The upside target achieved and breached. Now I expect a down move to retest maybe 10,050-10,120 levels before the next leg up to make a higher high and lower low on the dow. My concern is that the rally has been on thin volumes atleast on the dow.
Commodities have started to rally oil has even breached the previous high it made on 5th may after the bail out announcement. Copper is still lagging but getting there.
AUS USD a measure of risk has been going up, EUR USD has been moving up. However the cause of concern is the volumes.

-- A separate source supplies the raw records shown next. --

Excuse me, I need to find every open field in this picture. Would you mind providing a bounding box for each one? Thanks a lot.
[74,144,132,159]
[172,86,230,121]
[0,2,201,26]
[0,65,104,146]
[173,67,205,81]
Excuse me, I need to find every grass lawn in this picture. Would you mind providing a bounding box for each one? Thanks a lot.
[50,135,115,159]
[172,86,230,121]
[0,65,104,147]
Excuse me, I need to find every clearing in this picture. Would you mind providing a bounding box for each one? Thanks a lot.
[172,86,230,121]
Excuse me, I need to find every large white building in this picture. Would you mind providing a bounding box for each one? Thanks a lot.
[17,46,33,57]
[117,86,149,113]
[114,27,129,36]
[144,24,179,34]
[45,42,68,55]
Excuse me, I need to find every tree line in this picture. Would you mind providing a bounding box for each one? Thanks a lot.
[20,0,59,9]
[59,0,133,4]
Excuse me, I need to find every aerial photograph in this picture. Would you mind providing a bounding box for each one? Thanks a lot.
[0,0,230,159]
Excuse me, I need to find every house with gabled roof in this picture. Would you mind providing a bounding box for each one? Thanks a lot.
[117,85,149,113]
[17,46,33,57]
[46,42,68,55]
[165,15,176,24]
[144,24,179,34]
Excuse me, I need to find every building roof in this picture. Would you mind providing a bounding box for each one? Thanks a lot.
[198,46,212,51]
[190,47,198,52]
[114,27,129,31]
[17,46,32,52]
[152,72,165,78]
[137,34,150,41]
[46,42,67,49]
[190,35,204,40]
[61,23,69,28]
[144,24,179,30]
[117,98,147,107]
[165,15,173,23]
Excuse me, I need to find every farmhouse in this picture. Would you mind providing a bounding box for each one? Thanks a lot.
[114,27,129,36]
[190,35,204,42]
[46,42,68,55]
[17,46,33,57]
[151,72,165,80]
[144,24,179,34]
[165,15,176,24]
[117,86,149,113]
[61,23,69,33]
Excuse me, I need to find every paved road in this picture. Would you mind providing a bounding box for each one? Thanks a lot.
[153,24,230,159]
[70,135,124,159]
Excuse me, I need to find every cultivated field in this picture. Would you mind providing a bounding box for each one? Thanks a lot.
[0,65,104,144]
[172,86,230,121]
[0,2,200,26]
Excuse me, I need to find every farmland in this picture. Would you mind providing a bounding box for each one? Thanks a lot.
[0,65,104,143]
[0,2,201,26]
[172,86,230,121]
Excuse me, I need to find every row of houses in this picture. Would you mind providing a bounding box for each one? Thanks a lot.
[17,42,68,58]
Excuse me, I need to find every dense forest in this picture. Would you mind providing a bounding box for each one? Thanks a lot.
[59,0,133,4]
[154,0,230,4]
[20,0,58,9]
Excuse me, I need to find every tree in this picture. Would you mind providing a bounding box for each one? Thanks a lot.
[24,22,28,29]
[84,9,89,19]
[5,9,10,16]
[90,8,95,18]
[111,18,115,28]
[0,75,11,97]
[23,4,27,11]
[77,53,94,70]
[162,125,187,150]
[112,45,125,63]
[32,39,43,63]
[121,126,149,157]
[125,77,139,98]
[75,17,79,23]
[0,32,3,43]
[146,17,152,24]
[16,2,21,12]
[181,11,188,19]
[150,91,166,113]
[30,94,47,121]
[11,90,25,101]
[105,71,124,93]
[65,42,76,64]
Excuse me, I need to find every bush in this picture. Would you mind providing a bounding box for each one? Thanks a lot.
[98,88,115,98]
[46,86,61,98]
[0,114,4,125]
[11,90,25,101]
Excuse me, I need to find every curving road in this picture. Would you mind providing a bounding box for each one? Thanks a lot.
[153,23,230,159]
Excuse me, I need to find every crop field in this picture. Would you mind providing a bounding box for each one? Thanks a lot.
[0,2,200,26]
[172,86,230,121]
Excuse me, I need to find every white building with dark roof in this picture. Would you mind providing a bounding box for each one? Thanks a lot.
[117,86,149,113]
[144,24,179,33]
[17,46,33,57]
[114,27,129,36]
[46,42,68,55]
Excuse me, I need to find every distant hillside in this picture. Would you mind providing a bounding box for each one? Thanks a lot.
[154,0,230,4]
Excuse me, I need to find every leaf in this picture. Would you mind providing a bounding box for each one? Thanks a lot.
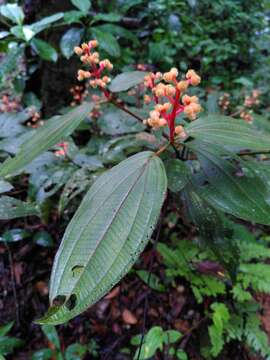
[0,111,29,138]
[30,12,64,35]
[0,196,39,220]
[10,25,35,42]
[60,28,84,59]
[41,325,60,350]
[92,13,122,22]
[183,185,238,278]
[0,46,23,79]
[33,230,53,247]
[109,71,148,92]
[92,28,121,57]
[0,321,14,336]
[208,303,230,357]
[0,229,30,242]
[136,270,166,292]
[185,115,270,151]
[190,143,270,225]
[65,343,87,360]
[98,110,145,135]
[0,103,93,177]
[64,10,85,25]
[0,336,24,356]
[39,151,167,324]
[71,0,91,13]
[58,168,94,213]
[31,39,58,62]
[133,326,164,360]
[0,4,24,25]
[31,348,53,360]
[163,330,183,344]
[165,159,191,192]
[0,180,13,194]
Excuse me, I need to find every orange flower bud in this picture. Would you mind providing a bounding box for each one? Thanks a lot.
[177,80,188,92]
[74,46,83,56]
[186,70,201,86]
[174,125,186,137]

Nifty now has entered in a zone where it is fundamentally one of the most expensive markets in the world. A P/E of around 22 with a book value of 3.76 and a dividend yield of 0.98% this is alarming. As everytime historically when P/E breaches 23 and dividend yield on index falls below 0.9% we witness a correction. So a maximum upside to 5400-5500 level makes market extremely expensive and very risky however, this doesn't mean that we cant rally further. This expensive indicator signalled bearish on nifty last time on 27th Nov 2007 and remained bearish for the entire rally uptil 6000 on nifty till 8th Jan from where we started falling and correction came. However, the market became very cheap on 27th october 2008. I have used this tool on historical data and it has been able to predict a top or bottom in the market with considerable accuracy with a downside risk of maybe 5-7%.
However, if the global markets keep rallying nifty will rally too whether it is expensive or cheap it will follow the global trend. The best bet would be to look for fundamentally cheap stocks also showing some technical rebound now. That is my aim.
So according to the P/E valuation system and dividend yield when it falls below 0.95% or less than 1. I got first correction major one on nifty in the current bull market on 16th and17th October.
The second one was from 24th December up until 20th Jan it indicated markets were extremely expensive.
Then again from 17th March until 3rd May markets became very expensive.
Now again markets are entering that zone where earnings don't support the nifty price. But it doesnt mean current rally cant go on it can because it is based on sentiments. For the bull market to go longer I would expect a correction in it not now but soon before the begining of next year or early next year. A correction of maybe 30%. That would bring the P/Es and Book values down.
This is just a fundamental view. As American market is very cheap fundamentally and can rally a long way.
Australia, India, Japan, Brazil, Russia are worlds most expensive markets relatively.
Also if dow holds the current level of 10,350 for couple of days next target would be 10,700 which I expected to achieve in early july hence i believe, there might be a leg down still.
Nifty is looking bullish and is rallying continuously for past week and a half.
My only concern is the last 2 bars on the nifty the volumes are huge compared to previous day but he spread is very low. This maybe a sign of distribution. If nifty would have been in a down trend a complete opposite bar signals absorption but here it looks to me more like distribution. This is just my view and I maybe wrong. Distribution can takes months so markets can still rally. I just believe there is more bang for the buck and value in other stock markets such as China, Brazil, USA, UK, etc than in India compared to earnings potential. Economic growth wise and long term India is and will be one of the safest countries to invest long term though.